Che le mamme facciano i compiti ai bambini è una triste realtà; facevano bene gli spartani a togliere i figli alle loro mamme appena grandicelli (facevano male ad addestrarli alla guerra), in natura quando il cucciolo non necessita più del latte si allontana da solo ed in questo gli animali ci sono superiori.
Il mio suggerimento ? Correggere i compiti (rientra nei doveri, non ci si può lamentare) e non chiamare solo chi li ha sbagliati; farli rifare a campione anche a chi li ha fatti giusti; se non sa replicarli si da "1" come punizione per averli copiati, si convocano i genitori e si minaccia la bocciatura se non la smettono.
Si mette in chiaro che chi sbaglia il compito a casa e poi lo risbaglia a scuola non subirà punizioni, bensì verrà corretto, chi invece a scuola fa errori che a casa non aveva fatto verrà "impalato".
Certo bisogna avere l'appoggio della dirigenza.

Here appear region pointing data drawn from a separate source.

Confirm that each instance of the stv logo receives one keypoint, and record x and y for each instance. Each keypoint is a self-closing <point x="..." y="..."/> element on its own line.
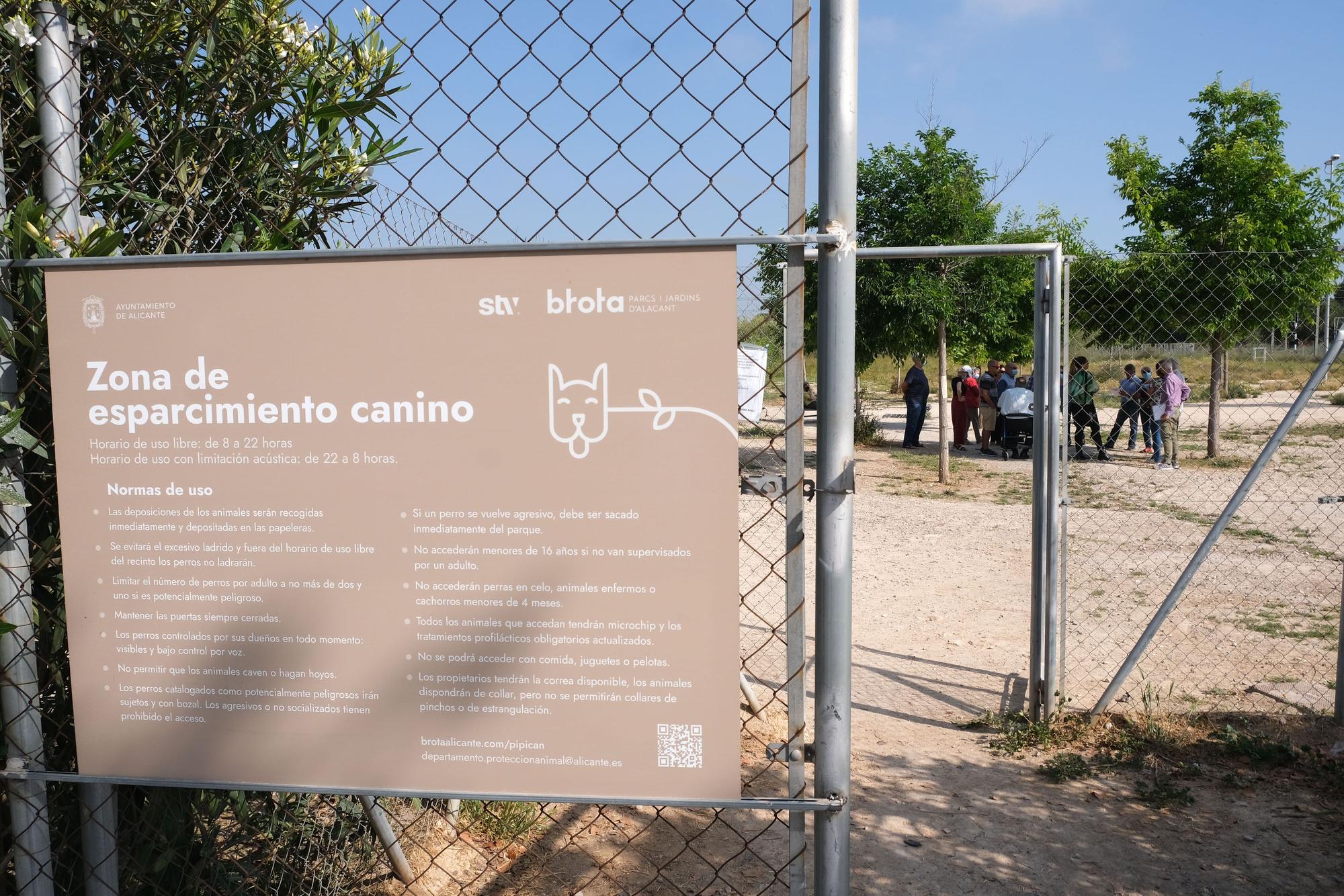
<point x="93" y="312"/>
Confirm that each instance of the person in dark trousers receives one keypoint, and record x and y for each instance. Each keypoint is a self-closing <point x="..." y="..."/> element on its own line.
<point x="989" y="408"/>
<point x="1007" y="381"/>
<point x="1083" y="408"/>
<point x="960" y="421"/>
<point x="1131" y="410"/>
<point x="916" y="392"/>
<point x="1146" y="410"/>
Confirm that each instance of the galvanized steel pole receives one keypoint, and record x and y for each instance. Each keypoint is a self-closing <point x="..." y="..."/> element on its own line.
<point x="1224" y="519"/>
<point x="838" y="142"/>
<point x="1044" y="384"/>
<point x="1339" y="663"/>
<point x="1050" y="656"/>
<point x="19" y="687"/>
<point x="795" y="374"/>
<point x="1064" y="499"/>
<point x="58" y="115"/>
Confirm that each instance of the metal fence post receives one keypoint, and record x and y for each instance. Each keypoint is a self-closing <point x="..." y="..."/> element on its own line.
<point x="58" y="115"/>
<point x="1050" y="655"/>
<point x="1224" y="519"/>
<point x="1339" y="663"/>
<point x="1044" y="382"/>
<point x="1064" y="498"/>
<point x="795" y="374"/>
<point x="838" y="194"/>
<point x="22" y="719"/>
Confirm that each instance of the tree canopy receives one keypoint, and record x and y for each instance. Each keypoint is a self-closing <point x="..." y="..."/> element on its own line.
<point x="213" y="128"/>
<point x="1232" y="240"/>
<point x="929" y="194"/>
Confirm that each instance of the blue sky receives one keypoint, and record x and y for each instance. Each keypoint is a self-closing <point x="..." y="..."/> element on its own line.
<point x="666" y="118"/>
<point x="1003" y="72"/>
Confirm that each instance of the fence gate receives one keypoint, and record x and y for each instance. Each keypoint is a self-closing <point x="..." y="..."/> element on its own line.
<point x="1257" y="628"/>
<point x="263" y="126"/>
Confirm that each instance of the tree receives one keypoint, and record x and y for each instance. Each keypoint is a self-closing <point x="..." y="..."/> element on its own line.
<point x="932" y="194"/>
<point x="1233" y="194"/>
<point x="213" y="127"/>
<point x="216" y="127"/>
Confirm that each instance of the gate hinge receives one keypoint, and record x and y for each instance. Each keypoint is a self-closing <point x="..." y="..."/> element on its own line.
<point x="780" y="752"/>
<point x="769" y="486"/>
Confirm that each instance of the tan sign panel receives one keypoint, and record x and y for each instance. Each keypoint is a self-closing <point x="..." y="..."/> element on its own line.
<point x="462" y="525"/>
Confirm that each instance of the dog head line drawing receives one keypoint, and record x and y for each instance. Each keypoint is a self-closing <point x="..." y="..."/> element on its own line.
<point x="579" y="410"/>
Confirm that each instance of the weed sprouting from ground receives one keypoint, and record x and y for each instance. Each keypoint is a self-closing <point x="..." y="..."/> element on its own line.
<point x="1259" y="749"/>
<point x="1163" y="793"/>
<point x="868" y="428"/>
<point x="1017" y="733"/>
<point x="499" y="821"/>
<point x="1066" y="766"/>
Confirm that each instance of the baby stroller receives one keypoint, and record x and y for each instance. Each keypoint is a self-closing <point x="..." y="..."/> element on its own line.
<point x="1018" y="408"/>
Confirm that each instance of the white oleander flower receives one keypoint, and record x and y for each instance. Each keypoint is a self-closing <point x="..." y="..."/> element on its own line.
<point x="19" y="30"/>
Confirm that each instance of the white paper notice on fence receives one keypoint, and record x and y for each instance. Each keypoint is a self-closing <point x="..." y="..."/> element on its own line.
<point x="752" y="366"/>
<point x="455" y="526"/>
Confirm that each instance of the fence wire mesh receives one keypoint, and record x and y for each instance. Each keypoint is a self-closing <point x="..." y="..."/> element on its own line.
<point x="1257" y="629"/>
<point x="146" y="127"/>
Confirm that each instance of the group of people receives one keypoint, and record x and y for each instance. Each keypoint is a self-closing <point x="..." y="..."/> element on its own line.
<point x="1150" y="404"/>
<point x="976" y="401"/>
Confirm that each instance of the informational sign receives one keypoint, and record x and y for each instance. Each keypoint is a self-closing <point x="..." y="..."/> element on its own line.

- voto più alto perché, anche se la media delle verifiche fa 8, il giorno X il coccolo di turno non era nel suo giorno migliore, il giorno Y si è confuso perché aveva dormito poco (cena al ristorante!) e il giorno Z non si sa cosa aveva ma, poverino, non è da lui sbagliare il compito; di contro per Gigetto, che è un bambino che dà noia, se ha preso 5, o 6, se l'è proprio meritato, ma quella volta che ha preso 9, o 10, ha avuto tanta fortuna.

Effetto Pigmalione; anche i docenti sono migliorabili.
Se un alunno parla arabo e non italiano tu gli insegni l'italiano con maggior impegno, non rinunci a farlo vero ?
Se un docente non sa mettere i voti bene tu gli insegni a farlo, non rendi i voti illegali vero ?


Si dovrebbero veramente bocciare, allora, quei 5 o 6 bambini che in ogni classe non riescono a tener dietro ai ritmi dei compagni?

Se si ritene che l'anno dopo riusciranno a farlo SI, SI, SI.
Se si ritiene che la loro difficoltà è incolmabile gli si deve assegnare il sostegno ed a loro non si darà alcun voto (tanto sarebbe una presa in giro).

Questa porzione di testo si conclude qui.